Last month, U.S. Bankruptcy Chief Judge Cecelia Morris of the Southern District of New York entered a decision granting summary judgment to pro se debtor, Kevin Jared Rosenberg, finding that Rosenberg had satisfied the “undue hardship” standard set forth in Section 523(a)(8) of the Bankruptcy Code, and ordering the discharge of Rosenberg’s student loan debt of more than $220,000 in Rosenberg v. New York State Higher Education Services (In re Rosenberg),  Case No. 18-35379 (Bankr. S.D.N.Y. Jan. 7, 2020).

The ‘Brunner’ Test

The notion that student loans are generally nondischargeable in bankruptcy is, perhaps, one of the more familiar principles of bankruptcy law, even to nonlawyers. This concept has evolved from the case of Brunner v. New York State Higher Education Services (In re Brunner), 831 F.2d 395 (2d.
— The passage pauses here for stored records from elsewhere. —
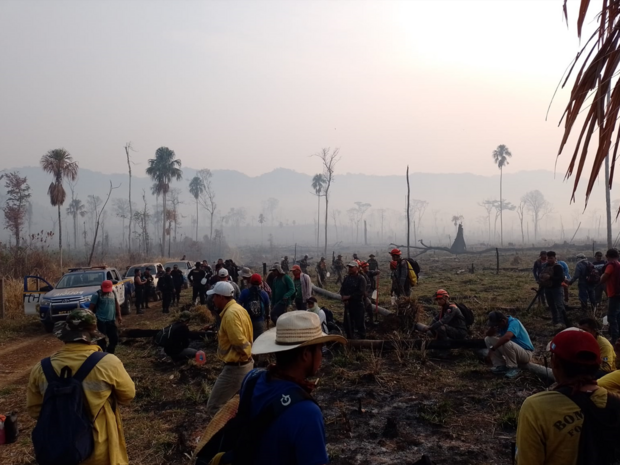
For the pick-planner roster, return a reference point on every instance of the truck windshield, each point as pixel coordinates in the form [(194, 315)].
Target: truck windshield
[(81, 279)]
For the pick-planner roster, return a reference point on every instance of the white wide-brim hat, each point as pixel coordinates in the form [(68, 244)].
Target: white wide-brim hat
[(294, 329)]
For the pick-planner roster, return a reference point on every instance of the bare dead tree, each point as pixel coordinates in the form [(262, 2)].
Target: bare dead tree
[(98, 219), (330, 159)]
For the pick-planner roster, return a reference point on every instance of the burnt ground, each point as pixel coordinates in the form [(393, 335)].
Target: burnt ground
[(379, 407)]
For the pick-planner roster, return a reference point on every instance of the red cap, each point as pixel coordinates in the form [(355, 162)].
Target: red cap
[(576, 347)]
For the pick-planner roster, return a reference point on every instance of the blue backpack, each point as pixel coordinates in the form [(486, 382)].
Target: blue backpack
[(64, 432)]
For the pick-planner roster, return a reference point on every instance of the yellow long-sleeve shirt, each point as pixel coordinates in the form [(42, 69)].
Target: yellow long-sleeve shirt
[(107, 385), (235, 335)]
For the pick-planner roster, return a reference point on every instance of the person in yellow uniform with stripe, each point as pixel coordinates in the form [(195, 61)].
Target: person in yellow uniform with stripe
[(234, 346)]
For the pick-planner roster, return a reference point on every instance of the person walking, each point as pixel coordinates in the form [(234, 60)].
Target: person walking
[(353, 292), (177, 280), (105, 383), (165, 285), (282, 290), (234, 346), (303, 287), (611, 278), (552, 278), (104, 305), (139, 290), (256, 303)]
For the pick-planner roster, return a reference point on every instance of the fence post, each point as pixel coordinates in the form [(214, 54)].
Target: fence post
[(2, 296)]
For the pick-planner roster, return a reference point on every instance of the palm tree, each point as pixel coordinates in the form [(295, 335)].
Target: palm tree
[(163, 169), (318, 184), (75, 208), (60, 164), (196, 188), (500, 158)]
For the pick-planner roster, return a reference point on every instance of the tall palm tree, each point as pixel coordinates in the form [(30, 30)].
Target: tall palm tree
[(500, 158), (60, 164), (196, 188), (163, 169), (76, 208), (318, 184)]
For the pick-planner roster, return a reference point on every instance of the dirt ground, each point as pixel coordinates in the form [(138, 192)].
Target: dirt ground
[(379, 408)]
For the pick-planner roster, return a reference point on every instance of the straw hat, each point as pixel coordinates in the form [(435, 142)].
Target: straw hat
[(294, 329)]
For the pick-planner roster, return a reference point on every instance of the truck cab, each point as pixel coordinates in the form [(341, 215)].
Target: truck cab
[(74, 290)]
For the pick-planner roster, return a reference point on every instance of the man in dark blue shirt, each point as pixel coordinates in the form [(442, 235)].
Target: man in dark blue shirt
[(297, 435)]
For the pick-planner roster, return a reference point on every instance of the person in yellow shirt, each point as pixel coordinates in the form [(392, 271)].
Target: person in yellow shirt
[(106, 386), (550, 422), (608, 355), (234, 345)]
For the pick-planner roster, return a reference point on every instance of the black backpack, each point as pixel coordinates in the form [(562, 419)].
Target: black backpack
[(64, 431), (254, 306), (467, 314), (240, 436), (598, 441), (592, 275), (415, 265)]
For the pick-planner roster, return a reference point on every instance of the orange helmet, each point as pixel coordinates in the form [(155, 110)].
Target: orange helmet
[(441, 293)]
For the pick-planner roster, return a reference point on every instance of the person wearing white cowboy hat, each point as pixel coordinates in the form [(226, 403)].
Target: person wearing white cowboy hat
[(234, 345), (298, 432)]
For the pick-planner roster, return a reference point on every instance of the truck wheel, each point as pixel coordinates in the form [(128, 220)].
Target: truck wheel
[(126, 307)]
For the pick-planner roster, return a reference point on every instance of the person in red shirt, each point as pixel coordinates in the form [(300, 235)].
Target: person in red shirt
[(611, 278)]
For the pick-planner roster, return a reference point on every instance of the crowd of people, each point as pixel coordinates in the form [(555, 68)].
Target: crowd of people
[(583, 361)]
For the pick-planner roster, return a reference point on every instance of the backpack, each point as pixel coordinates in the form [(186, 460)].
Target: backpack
[(467, 314), (592, 275), (240, 437), (415, 266), (255, 305), (64, 431), (598, 440), (163, 336)]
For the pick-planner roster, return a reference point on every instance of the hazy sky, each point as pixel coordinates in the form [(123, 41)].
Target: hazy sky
[(258, 85)]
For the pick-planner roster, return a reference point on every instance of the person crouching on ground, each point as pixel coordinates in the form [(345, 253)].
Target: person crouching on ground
[(297, 435), (104, 305), (234, 345), (512, 348), (449, 323)]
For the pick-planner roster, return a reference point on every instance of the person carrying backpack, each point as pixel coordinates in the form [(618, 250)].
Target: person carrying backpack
[(587, 277), (278, 421), (449, 323), (104, 305), (64, 406), (256, 302), (577, 421)]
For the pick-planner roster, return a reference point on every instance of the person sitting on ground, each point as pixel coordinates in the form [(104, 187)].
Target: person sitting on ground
[(297, 435), (509, 344), (313, 307), (552, 278), (177, 344), (303, 287), (283, 291), (449, 323), (551, 422), (256, 302), (608, 355), (586, 288), (234, 345), (104, 305), (106, 386)]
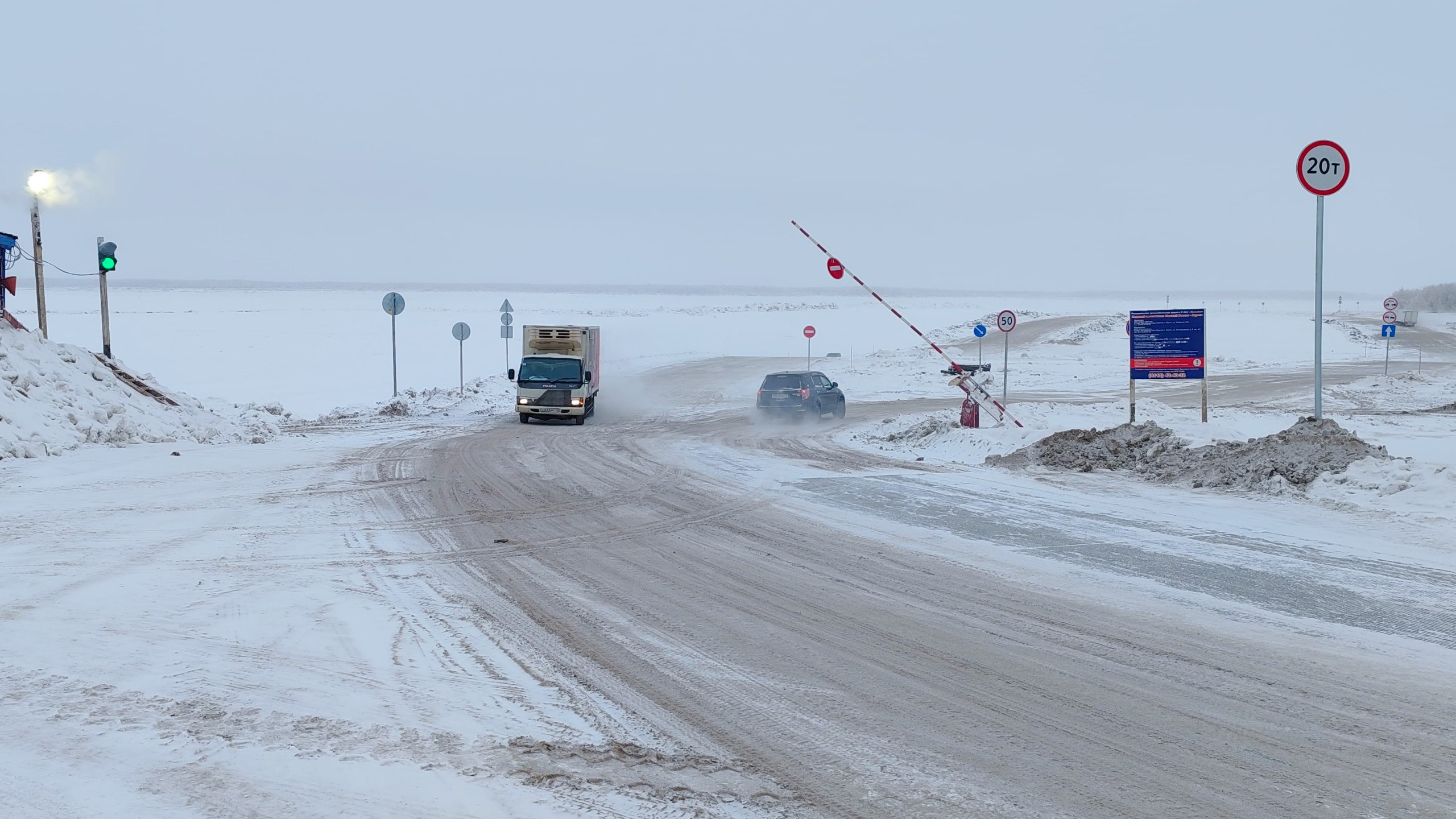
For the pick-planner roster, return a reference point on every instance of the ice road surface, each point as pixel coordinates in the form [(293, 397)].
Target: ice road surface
[(427, 610)]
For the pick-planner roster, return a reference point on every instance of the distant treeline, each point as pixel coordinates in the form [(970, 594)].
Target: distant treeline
[(1434, 299)]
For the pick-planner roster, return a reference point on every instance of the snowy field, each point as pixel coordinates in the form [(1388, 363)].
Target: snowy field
[(315, 350), (225, 614)]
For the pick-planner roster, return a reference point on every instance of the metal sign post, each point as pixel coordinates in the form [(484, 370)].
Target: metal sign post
[(506, 330), (394, 305), (1322, 168), (1005, 322), (461, 331)]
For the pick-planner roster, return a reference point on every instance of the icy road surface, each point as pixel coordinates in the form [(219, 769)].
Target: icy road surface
[(675, 613), (890, 640)]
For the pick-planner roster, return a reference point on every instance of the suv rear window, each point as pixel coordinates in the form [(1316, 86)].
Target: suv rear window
[(783, 382)]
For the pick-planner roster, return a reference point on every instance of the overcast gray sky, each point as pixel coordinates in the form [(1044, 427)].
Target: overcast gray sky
[(1017, 146)]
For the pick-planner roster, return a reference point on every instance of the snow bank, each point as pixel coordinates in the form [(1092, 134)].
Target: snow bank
[(59, 397), (482, 397), (1397, 392), (1296, 457)]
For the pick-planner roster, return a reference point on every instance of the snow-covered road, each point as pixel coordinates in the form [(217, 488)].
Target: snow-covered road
[(903, 640), (679, 613)]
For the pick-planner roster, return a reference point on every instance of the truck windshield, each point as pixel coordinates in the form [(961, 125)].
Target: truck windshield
[(551, 371)]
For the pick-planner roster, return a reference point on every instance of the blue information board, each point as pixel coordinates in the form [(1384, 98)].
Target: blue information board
[(1167, 344)]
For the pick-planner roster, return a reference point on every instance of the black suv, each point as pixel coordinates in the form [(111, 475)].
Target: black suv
[(800, 394)]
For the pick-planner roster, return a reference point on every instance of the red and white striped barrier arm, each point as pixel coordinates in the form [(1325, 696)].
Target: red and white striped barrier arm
[(976, 391)]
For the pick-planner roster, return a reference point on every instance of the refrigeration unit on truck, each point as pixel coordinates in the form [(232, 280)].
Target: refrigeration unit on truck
[(561, 372)]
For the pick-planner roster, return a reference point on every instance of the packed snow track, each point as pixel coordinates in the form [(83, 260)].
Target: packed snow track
[(884, 639)]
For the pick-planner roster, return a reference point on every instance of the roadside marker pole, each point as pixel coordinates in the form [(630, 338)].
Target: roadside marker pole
[(967, 385), (461, 331), (394, 305)]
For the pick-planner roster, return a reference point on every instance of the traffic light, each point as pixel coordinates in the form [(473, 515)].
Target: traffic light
[(107, 257)]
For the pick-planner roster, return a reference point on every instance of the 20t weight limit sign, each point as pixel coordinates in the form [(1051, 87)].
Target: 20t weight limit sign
[(1324, 168)]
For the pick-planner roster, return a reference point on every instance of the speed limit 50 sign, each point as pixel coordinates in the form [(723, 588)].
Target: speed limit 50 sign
[(1324, 168)]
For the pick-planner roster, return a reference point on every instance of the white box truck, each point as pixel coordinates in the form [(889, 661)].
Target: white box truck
[(561, 372)]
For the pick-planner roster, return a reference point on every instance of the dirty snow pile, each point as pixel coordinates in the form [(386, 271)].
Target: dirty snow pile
[(482, 397), (1077, 334), (59, 397), (1290, 458)]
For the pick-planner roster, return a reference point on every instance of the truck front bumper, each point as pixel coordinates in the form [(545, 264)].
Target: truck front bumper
[(549, 411)]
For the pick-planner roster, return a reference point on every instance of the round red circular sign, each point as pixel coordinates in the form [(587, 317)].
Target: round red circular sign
[(1324, 168)]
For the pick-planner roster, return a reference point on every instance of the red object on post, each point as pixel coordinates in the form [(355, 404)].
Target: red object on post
[(970, 414)]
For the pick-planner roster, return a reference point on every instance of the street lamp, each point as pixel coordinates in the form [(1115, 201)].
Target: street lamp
[(38, 183)]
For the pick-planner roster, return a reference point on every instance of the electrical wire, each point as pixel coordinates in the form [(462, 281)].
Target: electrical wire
[(53, 264)]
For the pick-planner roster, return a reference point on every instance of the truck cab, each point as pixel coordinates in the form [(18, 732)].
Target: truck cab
[(560, 374)]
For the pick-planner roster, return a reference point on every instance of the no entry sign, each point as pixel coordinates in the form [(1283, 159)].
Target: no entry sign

Cir. 1987), which established a relatively straightforward three-pronged test:

  • That the debtor cannot maintain, based on current income and expenses, a “minimal” standard of living for himself and his dependents if forced to repay the loans;
  • That additional circumstances exist indicating that this state of affairs is likely to persist for a significant portion of the repayment period of the student loans; and
  • That the debtor has made good faith efforts to repay the loans.